Nobody doing the smooching here is actually horny about it — it’s the use of sexual acts and sexual transgression as a tool for narrative escalation that puts this episode in the horny category.

“Amok Time,” Star Trek: The Original Series season 2

Mister Spock looks menacing and entranced as he hefts a heavy blade in Star Trek: The Original Series.

Image: Paramount

Horny rating: 4 rising to 11
Cultural rating: 10
What’s it about? Spock has to fuck or he’ll die.

What’s interesting about “Amok Time,” the first appearance of the Vulcan concept of pon farr, is that there’s a lot less overt sexual content in it than you’d think.

For the uninitiated: Every few years, each adult Vulcan is taken by a biological urge to mate with their life partner. If the urge is left unfulfilled, it can kill them within a week. In the final stages of pon farr, stress hormones reduce them to a state akin to an aggressive animal intelligence. But in “Amok Time,” Spock is only interested in sex with one specific person, and when she denies him, his biological drive is sated by a bout of (secretly simulated) combat to the death.

This is key context when considering the significant body of Star Trek episodes that revisit pon farr, discard the idea that it can be treated by sating aggression instead of sex, and frankly wallow in using it as a plot device for dubious consent.

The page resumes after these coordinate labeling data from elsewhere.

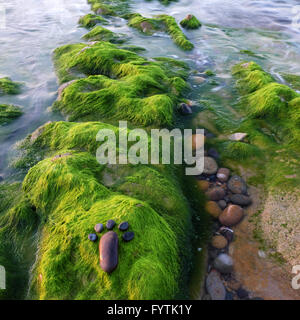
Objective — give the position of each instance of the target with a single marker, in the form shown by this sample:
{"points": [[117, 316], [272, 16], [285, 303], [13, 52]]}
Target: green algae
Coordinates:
{"points": [[70, 196], [162, 23], [8, 113], [7, 86], [18, 222], [176, 33], [190, 22], [90, 20], [128, 86], [250, 77], [292, 79], [110, 7], [102, 34]]}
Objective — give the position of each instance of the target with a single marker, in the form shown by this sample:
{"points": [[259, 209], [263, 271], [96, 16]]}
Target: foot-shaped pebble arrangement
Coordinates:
{"points": [[109, 243]]}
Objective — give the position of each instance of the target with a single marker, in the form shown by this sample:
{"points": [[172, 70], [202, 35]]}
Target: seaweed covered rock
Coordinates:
{"points": [[190, 22], [108, 250], [70, 196], [7, 86], [102, 34], [251, 77], [9, 113], [164, 23], [90, 20], [124, 86]]}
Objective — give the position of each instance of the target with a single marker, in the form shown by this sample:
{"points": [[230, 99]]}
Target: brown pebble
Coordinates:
{"points": [[219, 242], [213, 209], [232, 215]]}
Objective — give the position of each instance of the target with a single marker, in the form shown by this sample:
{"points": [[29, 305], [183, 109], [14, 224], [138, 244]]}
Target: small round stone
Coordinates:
{"points": [[128, 236], [93, 237], [232, 215], [240, 199], [198, 141], [215, 194], [203, 185], [213, 209], [110, 224], [237, 185], [219, 242], [123, 226], [99, 227], [210, 166], [222, 204]]}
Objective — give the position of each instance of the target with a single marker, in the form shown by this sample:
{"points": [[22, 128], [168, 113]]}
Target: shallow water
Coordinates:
{"points": [[34, 29]]}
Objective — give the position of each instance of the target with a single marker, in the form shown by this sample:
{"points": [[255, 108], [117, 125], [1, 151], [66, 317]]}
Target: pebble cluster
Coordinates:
{"points": [[109, 243], [227, 197]]}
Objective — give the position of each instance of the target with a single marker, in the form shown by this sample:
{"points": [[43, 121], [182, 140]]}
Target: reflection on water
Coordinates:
{"points": [[33, 29], [269, 28]]}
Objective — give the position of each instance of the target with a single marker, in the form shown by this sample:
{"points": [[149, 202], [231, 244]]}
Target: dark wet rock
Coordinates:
{"points": [[92, 237], [213, 153], [210, 166], [237, 185], [232, 215], [213, 178], [203, 185], [240, 199], [229, 295], [222, 204], [108, 249], [185, 109], [99, 227], [123, 226], [214, 286], [223, 174], [215, 194], [128, 236], [242, 293], [110, 224], [223, 263], [227, 233]]}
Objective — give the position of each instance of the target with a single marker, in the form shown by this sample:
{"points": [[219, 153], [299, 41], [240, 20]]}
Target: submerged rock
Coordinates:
{"points": [[237, 185], [203, 185], [128, 236], [110, 224], [240, 199], [99, 227], [210, 166], [214, 286], [223, 263], [232, 215], [213, 153], [223, 174], [108, 249]]}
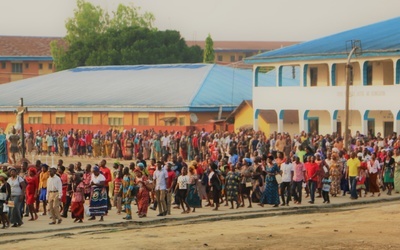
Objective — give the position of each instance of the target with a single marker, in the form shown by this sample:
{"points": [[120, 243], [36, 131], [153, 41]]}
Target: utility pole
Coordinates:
{"points": [[356, 50], [20, 111]]}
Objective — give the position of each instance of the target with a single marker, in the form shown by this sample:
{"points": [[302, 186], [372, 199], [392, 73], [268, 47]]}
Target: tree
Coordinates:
{"points": [[209, 54], [94, 38]]}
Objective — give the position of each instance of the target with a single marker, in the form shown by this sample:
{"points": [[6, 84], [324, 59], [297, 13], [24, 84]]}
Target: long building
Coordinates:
{"points": [[172, 97], [318, 98], [230, 52], [23, 57]]}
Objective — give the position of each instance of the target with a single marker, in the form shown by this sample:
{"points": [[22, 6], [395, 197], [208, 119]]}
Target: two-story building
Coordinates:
{"points": [[318, 100], [23, 57]]}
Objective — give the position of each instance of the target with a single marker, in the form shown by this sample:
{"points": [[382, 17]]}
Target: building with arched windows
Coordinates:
{"points": [[318, 98]]}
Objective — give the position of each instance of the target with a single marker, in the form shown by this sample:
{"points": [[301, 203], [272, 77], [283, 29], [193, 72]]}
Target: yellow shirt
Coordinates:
{"points": [[353, 165], [43, 179]]}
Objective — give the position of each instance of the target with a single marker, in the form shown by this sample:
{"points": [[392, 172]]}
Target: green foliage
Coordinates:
{"points": [[128, 38], [209, 54]]}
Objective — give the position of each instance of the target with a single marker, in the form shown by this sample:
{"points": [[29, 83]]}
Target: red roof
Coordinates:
{"points": [[244, 45], [26, 45]]}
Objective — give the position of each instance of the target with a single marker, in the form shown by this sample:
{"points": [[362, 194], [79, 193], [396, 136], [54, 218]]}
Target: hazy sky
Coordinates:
{"points": [[257, 20]]}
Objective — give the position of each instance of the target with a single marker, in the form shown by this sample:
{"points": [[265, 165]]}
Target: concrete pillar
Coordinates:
{"points": [[303, 120], [280, 114], [334, 120], [255, 124], [364, 122], [396, 121]]}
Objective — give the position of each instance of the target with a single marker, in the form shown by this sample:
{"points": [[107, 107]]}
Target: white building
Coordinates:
{"points": [[319, 96]]}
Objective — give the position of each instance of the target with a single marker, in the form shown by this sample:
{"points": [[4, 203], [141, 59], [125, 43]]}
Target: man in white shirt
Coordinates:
{"points": [[287, 176], [165, 141], [160, 177], [54, 194]]}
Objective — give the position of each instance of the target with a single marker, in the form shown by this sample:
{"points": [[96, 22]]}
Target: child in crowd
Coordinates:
{"points": [[326, 187], [361, 183], [117, 193]]}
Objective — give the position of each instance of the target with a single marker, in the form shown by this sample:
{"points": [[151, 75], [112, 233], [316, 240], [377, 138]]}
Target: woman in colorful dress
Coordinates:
{"points": [[78, 199], [32, 185], [335, 175], [215, 184], [128, 147], [127, 193], [143, 195], [270, 194], [373, 171], [5, 195], [96, 146], [64, 181], [181, 190], [388, 172], [193, 199], [98, 197], [397, 171], [18, 188], [232, 186]]}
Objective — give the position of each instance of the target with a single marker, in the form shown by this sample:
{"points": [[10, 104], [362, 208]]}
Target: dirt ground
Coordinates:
{"points": [[366, 226], [373, 226]]}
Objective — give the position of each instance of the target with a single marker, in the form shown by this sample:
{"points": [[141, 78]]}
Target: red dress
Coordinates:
{"points": [[31, 189], [64, 180], [142, 197]]}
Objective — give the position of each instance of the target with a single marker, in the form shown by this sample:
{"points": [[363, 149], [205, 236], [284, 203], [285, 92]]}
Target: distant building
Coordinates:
{"points": [[318, 98], [23, 57], [160, 97], [229, 52]]}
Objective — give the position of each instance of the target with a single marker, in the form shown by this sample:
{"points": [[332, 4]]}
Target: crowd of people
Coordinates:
{"points": [[186, 168]]}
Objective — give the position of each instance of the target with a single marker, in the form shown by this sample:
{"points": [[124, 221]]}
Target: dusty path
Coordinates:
{"points": [[367, 226]]}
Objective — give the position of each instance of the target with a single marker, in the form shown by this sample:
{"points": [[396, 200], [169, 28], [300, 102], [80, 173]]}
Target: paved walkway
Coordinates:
{"points": [[206, 213]]}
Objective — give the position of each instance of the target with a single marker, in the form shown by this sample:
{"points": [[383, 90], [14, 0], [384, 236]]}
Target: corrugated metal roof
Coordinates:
{"points": [[381, 37], [172, 87], [26, 46]]}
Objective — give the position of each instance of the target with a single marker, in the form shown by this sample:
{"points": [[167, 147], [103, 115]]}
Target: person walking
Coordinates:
{"points": [[270, 194], [5, 194], [160, 178], [98, 197], [54, 195], [299, 177], [312, 170], [18, 188]]}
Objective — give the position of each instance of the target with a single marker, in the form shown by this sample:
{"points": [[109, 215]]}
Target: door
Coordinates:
{"points": [[387, 128], [339, 128], [371, 127], [313, 125]]}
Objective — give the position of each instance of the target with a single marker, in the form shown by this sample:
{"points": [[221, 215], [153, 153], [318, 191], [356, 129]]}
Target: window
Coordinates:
{"points": [[313, 76], [84, 120], [60, 120], [369, 74], [35, 120], [351, 72], [115, 121], [16, 67], [181, 121], [144, 121]]}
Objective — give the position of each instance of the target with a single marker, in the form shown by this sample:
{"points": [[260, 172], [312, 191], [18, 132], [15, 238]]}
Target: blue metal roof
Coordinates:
{"points": [[382, 38], [167, 87]]}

In Star Trek: The Search for Spock, an adult woman must have sex with a mindless teenage Spock to save his life. Voyager takes two bites of the pon farr apple, first with Tuvok undergoing the mortification of explaining his lust to a coworker and then sating it with a hologram simulation of his wife. Then in “Blood Fever,” the psychic fallout of a Vulcan coworker’s pon farr puts non-Vulcan chief engineer B’Elanna Torres into an amnesiac state so sexually aggressive that a senior officer of the bridge crew orders another one of her coworkers to have sex with her and everybody’s like Yeah I guess that’s fine. Enterprise frankly simplifies things by having some space microbes put Vulcan officer T’Pol into an uncontrollable lust just as she starts a one-week quarantine with a coworker who must nobly resist her lusty pleas.

Whether or not it meant to be, “Amok Time” is inarguably among the most influential Star Trek episodes ever made. It was the point at which the Kirk/Spock wing of Star Trek fandom became inevitable, creating a community that coined the term “slash” for fanfiction featuring queer parings and contributing hugely to the history of fanzines and the origins of modern fan convention culture. And it handed the franchise a ready-made template for pure horny plot contrivance.

And it has not been limited to Star Trek culture either. “Amok Time” contains the first appearance of the phrase “Live long and prosper,” and the Vulcan salute, now considered so universal a reference that it’s a damn emoji. The music of its climactic fight has become a universal (satirical) sound cue for one-on-one combat. And it’s widely acknowledged as popularizing scifi erotica tropes that would grow into the internationally popular Omegaverse romance genre and its permutations.

“Amok Time” is the horny episode of Star Trek with the most impact on Trek culture, mainstream culture, and horny culture itself.